Correlation Between Liberty Global and Ooma
Can any of the company-specific risk be diversified away by investing in both Liberty Global and Ooma at the same time? Although using a correlation coefficient on its own may not help to predict future stock returns, this module helps to understand the diversifiable risk of combining Liberty Global and Ooma into the same portfolio, which is an essential part of the fundamental portfolio management process.
By analyzing existing cross correlation between Liberty Global PLC and Ooma Inc, you can compare the effects of market volatilities on Liberty Global and Ooma and check how they will diversify away market risk if combined in the same portfolio for a given time horizon. You can also utilize pair trading strategies of matching a long position in Liberty Global with a short position of Ooma. Check out your portfolio center. Please also check ongoing floating volatility patterns of Liberty Global and Ooma.

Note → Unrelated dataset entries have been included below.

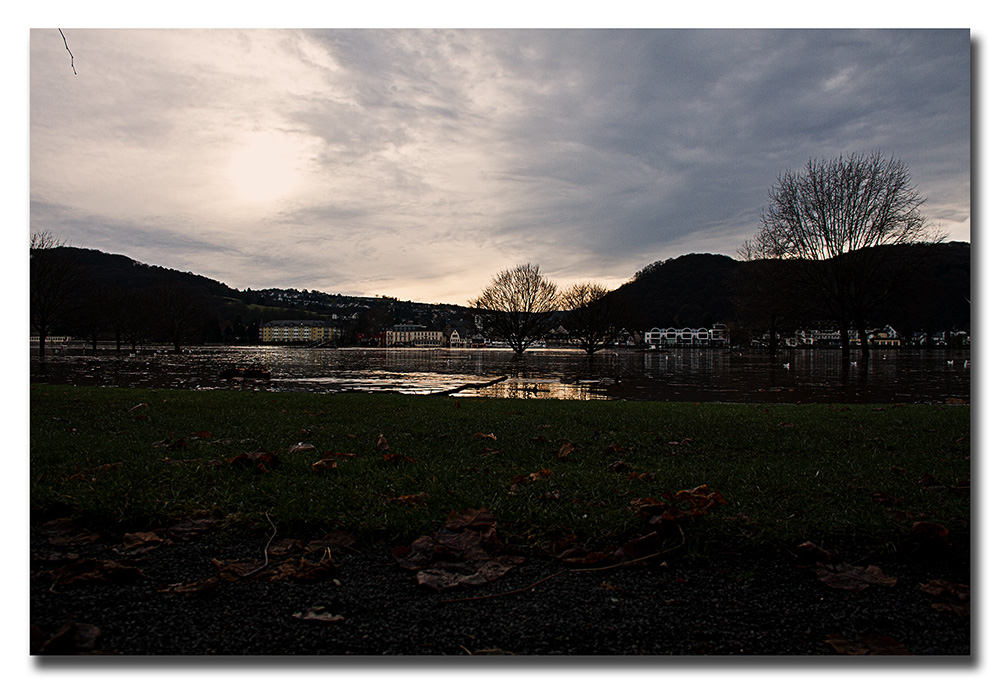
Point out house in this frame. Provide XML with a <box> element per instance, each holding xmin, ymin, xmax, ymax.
<box><xmin>643</xmin><ymin>322</ymin><xmax>729</xmax><ymax>349</ymax></box>
<box><xmin>261</xmin><ymin>320</ymin><xmax>341</xmax><ymax>343</ymax></box>
<box><xmin>385</xmin><ymin>325</ymin><xmax>445</xmax><ymax>348</ymax></box>
<box><xmin>868</xmin><ymin>325</ymin><xmax>903</xmax><ymax>347</ymax></box>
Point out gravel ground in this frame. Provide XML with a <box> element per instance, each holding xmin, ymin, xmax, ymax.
<box><xmin>30</xmin><ymin>522</ymin><xmax>971</xmax><ymax>656</ymax></box>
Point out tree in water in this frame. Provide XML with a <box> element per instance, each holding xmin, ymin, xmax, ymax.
<box><xmin>744</xmin><ymin>152</ymin><xmax>940</xmax><ymax>361</ymax></box>
<box><xmin>560</xmin><ymin>283</ymin><xmax>622</xmax><ymax>356</ymax></box>
<box><xmin>29</xmin><ymin>231</ymin><xmax>82</xmax><ymax>360</ymax></box>
<box><xmin>469</xmin><ymin>264</ymin><xmax>559</xmax><ymax>356</ymax></box>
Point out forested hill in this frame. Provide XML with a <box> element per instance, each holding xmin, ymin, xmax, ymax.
<box><xmin>39</xmin><ymin>243</ymin><xmax>972</xmax><ymax>341</ymax></box>
<box><xmin>612</xmin><ymin>242</ymin><xmax>972</xmax><ymax>331</ymax></box>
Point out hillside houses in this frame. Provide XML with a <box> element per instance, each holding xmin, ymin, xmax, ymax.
<box><xmin>260</xmin><ymin>320</ymin><xmax>342</xmax><ymax>343</ymax></box>
<box><xmin>643</xmin><ymin>323</ymin><xmax>729</xmax><ymax>349</ymax></box>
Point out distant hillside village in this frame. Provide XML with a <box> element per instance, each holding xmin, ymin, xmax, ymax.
<box><xmin>261</xmin><ymin>320</ymin><xmax>970</xmax><ymax>350</ymax></box>
<box><xmin>31</xmin><ymin>243</ymin><xmax>973</xmax><ymax>353</ymax></box>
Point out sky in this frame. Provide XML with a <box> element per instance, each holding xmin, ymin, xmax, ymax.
<box><xmin>29</xmin><ymin>26</ymin><xmax>971</xmax><ymax>304</ymax></box>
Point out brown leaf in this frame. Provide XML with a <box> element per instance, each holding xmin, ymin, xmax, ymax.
<box><xmin>271</xmin><ymin>550</ymin><xmax>337</xmax><ymax>582</ymax></box>
<box><xmin>156</xmin><ymin>576</ymin><xmax>219</xmax><ymax>595</ymax></box>
<box><xmin>292</xmin><ymin>606</ymin><xmax>344</xmax><ymax>624</ymax></box>
<box><xmin>122</xmin><ymin>532</ymin><xmax>163</xmax><ymax>550</ymax></box>
<box><xmin>167</xmin><ymin>517</ymin><xmax>218</xmax><ymax>541</ymax></box>
<box><xmin>795</xmin><ymin>541</ymin><xmax>830</xmax><ymax>563</ymax></box>
<box><xmin>815</xmin><ymin>563</ymin><xmax>897</xmax><ymax>592</ymax></box>
<box><xmin>306</xmin><ymin>529</ymin><xmax>358</xmax><ymax>553</ymax></box>
<box><xmin>267</xmin><ymin>537</ymin><xmax>305</xmax><ymax>556</ymax></box>
<box><xmin>614</xmin><ymin>532</ymin><xmax>662</xmax><ymax>562</ymax></box>
<box><xmin>382</xmin><ymin>452</ymin><xmax>416</xmax><ymax>462</ymax></box>
<box><xmin>872</xmin><ymin>491</ymin><xmax>903</xmax><ymax>507</ymax></box>
<box><xmin>823</xmin><ymin>634</ymin><xmax>912</xmax><ymax>656</ymax></box>
<box><xmin>38</xmin><ymin>618</ymin><xmax>101</xmax><ymax>655</ymax></box>
<box><xmin>910</xmin><ymin>522</ymin><xmax>948</xmax><ymax>545</ymax></box>
<box><xmin>210</xmin><ymin>558</ymin><xmax>268</xmax><ymax>582</ymax></box>
<box><xmin>382</xmin><ymin>491</ymin><xmax>427</xmax><ymax>506</ymax></box>
<box><xmin>920</xmin><ymin>580</ymin><xmax>971</xmax><ymax>618</ymax></box>
<box><xmin>229</xmin><ymin>450</ymin><xmax>281</xmax><ymax>472</ymax></box>
<box><xmin>49</xmin><ymin>558</ymin><xmax>142</xmax><ymax>585</ymax></box>
<box><xmin>556</xmin><ymin>440</ymin><xmax>576</xmax><ymax>460</ymax></box>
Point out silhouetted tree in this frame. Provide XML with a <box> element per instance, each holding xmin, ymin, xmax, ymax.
<box><xmin>29</xmin><ymin>231</ymin><xmax>82</xmax><ymax>359</ymax></box>
<box><xmin>469</xmin><ymin>264</ymin><xmax>559</xmax><ymax>356</ymax></box>
<box><xmin>559</xmin><ymin>282</ymin><xmax>622</xmax><ymax>356</ymax></box>
<box><xmin>745</xmin><ymin>152</ymin><xmax>938</xmax><ymax>360</ymax></box>
<box><xmin>153</xmin><ymin>282</ymin><xmax>205</xmax><ymax>354</ymax></box>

Diversification Opportunities for Liberty Global and Ooma
0.64 | Correlation Coefficient |
Poor diversification
The 3 months correlation between Liberty and Ooma is 0.64. Overlapping area represents the amount of risk that can be diversified away by holding Liberty Global PLC and Ooma Inc in the same portfolio, assuming nothing else is changed. The correlation between historical prices or returns on Ooma Inc and Liberty Global is a relative statistical measure of the degree to which these equity instruments tend to move together. The correlation coefficient measures the extent to which returns on Liberty Global PLC are associated (or correlated) with Ooma. Values of the correlation coefficient range from -1 to +1, where. The correlation of zero (0) is possible when the price movement of Ooma Inc has no effect on the direction of Liberty Global i.e., Liberty Global and Ooma go up and down completely randomly.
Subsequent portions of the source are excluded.